In fact, since the change in direction, Pillai has stepped into the new role of CEO at their investment firm and has been doing so for about four months now, keeping himself busy with all the changes that has happend.

Meanwhile, at 1-Group, which operates a large portfolio of restaurants, bars and clubs including 1-Altitude, Altimate, Yin and Yang, they have been busy brainstorming new ideas and concepts for exclusive consumer experiences during these unprecedented times.

, Local nightlife ventures turn to F&B while diversifying offerings to survive club closures
You can now head up to 1-Altitude for the world’s highest alfresco dining experience.

The world’s highest alfresco bar, 1-Altitude, is now transformed into a dual-concept gastro dining space

“A lot of people do know us as a bar. But surprisingly, a lot of our regulars and walk-in guests do like the new way, the new set-up. There’s now an option for them to sit at a more private area for dining, which they didn’t have before. The reception has been good so far,” reveals Navin K, Associate Director, Bar & Bistro Development at 1-Altitude.

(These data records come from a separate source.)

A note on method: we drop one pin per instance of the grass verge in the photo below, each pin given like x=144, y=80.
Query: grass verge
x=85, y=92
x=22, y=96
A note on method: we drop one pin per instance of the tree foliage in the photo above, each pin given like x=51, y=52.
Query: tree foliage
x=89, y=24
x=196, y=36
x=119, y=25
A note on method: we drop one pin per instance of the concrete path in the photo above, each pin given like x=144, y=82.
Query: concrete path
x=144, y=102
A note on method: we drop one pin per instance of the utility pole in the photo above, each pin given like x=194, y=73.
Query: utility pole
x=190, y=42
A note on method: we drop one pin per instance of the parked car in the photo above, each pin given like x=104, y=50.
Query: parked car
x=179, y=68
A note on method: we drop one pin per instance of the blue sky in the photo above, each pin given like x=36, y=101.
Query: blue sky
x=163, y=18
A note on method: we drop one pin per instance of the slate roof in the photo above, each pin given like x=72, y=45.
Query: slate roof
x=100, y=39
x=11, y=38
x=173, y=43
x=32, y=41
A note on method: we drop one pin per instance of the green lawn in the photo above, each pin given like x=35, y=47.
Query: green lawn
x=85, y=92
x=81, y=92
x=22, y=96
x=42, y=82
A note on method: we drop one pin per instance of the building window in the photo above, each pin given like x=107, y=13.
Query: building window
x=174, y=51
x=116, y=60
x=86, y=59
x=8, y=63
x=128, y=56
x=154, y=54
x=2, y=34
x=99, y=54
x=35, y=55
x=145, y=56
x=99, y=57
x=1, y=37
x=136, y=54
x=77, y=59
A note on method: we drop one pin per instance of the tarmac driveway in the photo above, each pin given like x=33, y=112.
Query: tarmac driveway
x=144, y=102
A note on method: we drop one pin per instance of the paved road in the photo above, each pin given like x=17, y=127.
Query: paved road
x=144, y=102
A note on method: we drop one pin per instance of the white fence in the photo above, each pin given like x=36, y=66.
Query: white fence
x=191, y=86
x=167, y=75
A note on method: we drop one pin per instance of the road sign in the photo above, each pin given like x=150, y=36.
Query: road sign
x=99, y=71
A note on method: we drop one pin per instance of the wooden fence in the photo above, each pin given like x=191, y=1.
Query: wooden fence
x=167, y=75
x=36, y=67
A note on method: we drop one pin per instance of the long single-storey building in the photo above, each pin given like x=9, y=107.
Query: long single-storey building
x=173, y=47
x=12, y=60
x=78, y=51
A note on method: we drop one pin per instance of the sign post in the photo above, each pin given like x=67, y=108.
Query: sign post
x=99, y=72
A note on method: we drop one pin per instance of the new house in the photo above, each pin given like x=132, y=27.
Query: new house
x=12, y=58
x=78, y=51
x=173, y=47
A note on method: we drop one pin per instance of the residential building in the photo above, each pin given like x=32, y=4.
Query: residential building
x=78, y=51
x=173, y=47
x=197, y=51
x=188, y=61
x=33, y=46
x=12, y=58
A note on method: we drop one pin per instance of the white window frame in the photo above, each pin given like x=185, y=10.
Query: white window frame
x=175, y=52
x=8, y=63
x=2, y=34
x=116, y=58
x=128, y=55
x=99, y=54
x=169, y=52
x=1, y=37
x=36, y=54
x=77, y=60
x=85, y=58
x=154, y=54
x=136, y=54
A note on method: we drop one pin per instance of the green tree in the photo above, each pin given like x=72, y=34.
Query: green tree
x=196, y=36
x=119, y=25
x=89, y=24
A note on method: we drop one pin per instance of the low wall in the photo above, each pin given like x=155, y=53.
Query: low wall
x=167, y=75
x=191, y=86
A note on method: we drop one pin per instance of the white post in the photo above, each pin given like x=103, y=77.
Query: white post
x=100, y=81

Meanwhile, The Riverhouse (which houses nightspots Yin and Yang, as well as restaurants Mimi and Zorba) is currently undergoing a revamp for their clubs. While not much has been announced yet, one thing for sure is that dining will also become ever more important as they pivot to cater to the demands of the new normal.

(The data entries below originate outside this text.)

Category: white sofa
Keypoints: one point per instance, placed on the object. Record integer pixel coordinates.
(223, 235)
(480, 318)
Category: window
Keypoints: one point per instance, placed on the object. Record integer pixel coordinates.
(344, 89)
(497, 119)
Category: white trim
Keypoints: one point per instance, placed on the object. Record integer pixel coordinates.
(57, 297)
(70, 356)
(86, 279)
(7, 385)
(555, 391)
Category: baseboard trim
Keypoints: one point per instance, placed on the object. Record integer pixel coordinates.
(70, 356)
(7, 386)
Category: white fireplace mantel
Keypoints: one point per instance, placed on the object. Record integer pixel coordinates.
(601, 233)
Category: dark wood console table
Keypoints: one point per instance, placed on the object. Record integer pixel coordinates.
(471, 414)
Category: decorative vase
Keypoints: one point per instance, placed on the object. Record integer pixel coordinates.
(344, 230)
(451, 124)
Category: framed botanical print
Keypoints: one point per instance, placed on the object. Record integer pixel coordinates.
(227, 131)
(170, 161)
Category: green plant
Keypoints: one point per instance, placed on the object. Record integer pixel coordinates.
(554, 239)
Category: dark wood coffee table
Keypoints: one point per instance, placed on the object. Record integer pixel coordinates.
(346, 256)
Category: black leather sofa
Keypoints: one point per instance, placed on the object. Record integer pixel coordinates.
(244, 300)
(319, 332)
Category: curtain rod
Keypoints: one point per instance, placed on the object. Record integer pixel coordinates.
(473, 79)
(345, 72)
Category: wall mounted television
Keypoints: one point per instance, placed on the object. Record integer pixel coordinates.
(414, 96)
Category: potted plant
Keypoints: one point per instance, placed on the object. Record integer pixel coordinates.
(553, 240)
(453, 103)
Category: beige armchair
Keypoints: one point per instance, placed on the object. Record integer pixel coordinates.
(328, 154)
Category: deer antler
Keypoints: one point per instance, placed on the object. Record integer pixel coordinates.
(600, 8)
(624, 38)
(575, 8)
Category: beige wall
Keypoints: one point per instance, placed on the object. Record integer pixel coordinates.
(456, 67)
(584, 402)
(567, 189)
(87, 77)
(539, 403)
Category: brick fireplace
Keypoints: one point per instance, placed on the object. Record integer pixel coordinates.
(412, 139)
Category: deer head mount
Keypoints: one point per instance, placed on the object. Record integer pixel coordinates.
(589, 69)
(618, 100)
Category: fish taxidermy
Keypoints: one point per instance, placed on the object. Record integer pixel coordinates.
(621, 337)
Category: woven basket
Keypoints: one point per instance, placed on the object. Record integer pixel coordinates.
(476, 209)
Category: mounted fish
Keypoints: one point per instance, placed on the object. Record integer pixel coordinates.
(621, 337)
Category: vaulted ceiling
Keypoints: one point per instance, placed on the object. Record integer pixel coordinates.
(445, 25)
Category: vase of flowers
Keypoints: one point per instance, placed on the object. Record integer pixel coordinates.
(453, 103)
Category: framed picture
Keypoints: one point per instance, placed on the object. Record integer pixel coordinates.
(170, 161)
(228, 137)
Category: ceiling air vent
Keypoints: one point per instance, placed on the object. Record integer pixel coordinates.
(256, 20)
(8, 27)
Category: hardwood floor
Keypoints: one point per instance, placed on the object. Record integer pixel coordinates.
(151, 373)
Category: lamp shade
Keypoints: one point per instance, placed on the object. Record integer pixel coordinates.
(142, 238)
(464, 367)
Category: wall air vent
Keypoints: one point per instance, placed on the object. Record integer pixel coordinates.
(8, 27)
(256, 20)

Says Immelia Izalena, Business Manager at 1-Group: “While I can’t say too much yet, we are currently working on and refining an immersive dining and entertainment experience. There’ll be a focus on the theatrical side of things, where arts meets food. It’s very different from what we’d typically do, but it is still in line with 1-Group’s motto, which is to host great memories. We’re hoping to launch this in September, if possible.”

The future of nightlife

And as imperative as these pivots may be in sustaining businesses, they are likely only temporary. With no intention to concede to the ongoing pandemic, these nightlife juggernauts lay in wait, hopeful for the day restrictions ease when the pandemic finally gives.

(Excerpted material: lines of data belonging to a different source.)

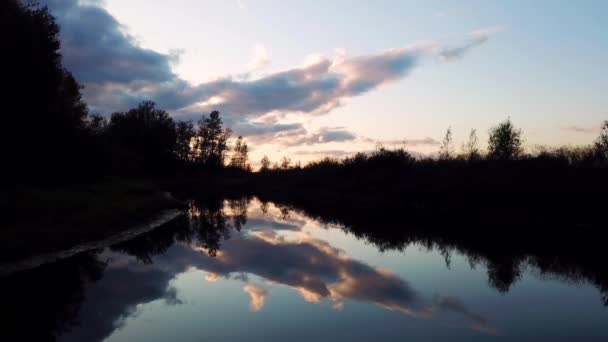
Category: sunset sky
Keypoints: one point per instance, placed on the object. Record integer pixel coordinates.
(315, 78)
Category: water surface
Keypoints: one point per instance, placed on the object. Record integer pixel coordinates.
(251, 271)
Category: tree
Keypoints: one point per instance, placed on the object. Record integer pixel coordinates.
(46, 116)
(184, 132)
(265, 164)
(601, 143)
(446, 150)
(505, 141)
(285, 163)
(470, 149)
(240, 157)
(147, 133)
(212, 140)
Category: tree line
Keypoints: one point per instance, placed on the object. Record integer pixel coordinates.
(49, 134)
(48, 131)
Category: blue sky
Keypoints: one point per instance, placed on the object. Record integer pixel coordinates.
(313, 78)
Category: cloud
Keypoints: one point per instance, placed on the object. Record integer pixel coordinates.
(584, 129)
(260, 58)
(409, 142)
(258, 296)
(328, 153)
(118, 73)
(478, 37)
(323, 136)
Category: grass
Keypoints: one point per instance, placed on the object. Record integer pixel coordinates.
(43, 219)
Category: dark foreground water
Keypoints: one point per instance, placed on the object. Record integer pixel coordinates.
(248, 271)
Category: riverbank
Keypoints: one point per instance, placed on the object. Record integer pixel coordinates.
(45, 219)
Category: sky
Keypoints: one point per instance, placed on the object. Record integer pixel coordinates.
(314, 78)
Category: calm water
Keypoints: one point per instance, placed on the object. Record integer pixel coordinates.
(243, 270)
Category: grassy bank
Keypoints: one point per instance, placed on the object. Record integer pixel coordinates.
(42, 219)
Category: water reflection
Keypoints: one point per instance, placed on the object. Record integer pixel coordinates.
(264, 247)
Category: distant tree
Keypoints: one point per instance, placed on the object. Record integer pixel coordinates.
(265, 164)
(446, 150)
(470, 149)
(97, 125)
(240, 156)
(285, 163)
(601, 143)
(505, 141)
(212, 140)
(147, 132)
(184, 133)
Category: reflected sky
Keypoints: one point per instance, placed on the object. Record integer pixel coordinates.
(265, 272)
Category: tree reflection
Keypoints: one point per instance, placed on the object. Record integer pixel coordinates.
(550, 246)
(42, 304)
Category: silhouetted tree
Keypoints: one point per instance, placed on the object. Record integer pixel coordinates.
(470, 149)
(265, 164)
(44, 111)
(240, 157)
(285, 163)
(212, 140)
(446, 150)
(601, 143)
(184, 132)
(146, 133)
(505, 141)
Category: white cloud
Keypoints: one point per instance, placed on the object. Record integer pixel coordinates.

They have also been using the time to think about the future of bars and nightclubs. Specifically, how to reopen cautiously when the time comes.

“Unfortunately, the pandemic works against everything our industry is about—social interaction and proximity to one another. Until there is a vaccine, we foresee that it will be challenging to reinstitute the dance floor while enforcing social distancing measures. However, when clubs are allowed to resume operations, we anticipate the return of the lounge concept, with many more tables set up in the space and patrons in smaller groups,” reckons Li, Zouk Group’s CEO.

1-Group’s Izalena echos the sentiment: “We are experts in the nightlife industry, and I don’t think we’ll ever be whole again if nightlife were to just disappear like that. Right now, we are focusing on what we can do and when nightlife returns, it is a matter of how we can develop it further. We are known for our multi-concept spaces, so it’s just a matter of stirring our creativity to do things differently. As nightlife people, we’re not going to give up. We’re fighters.”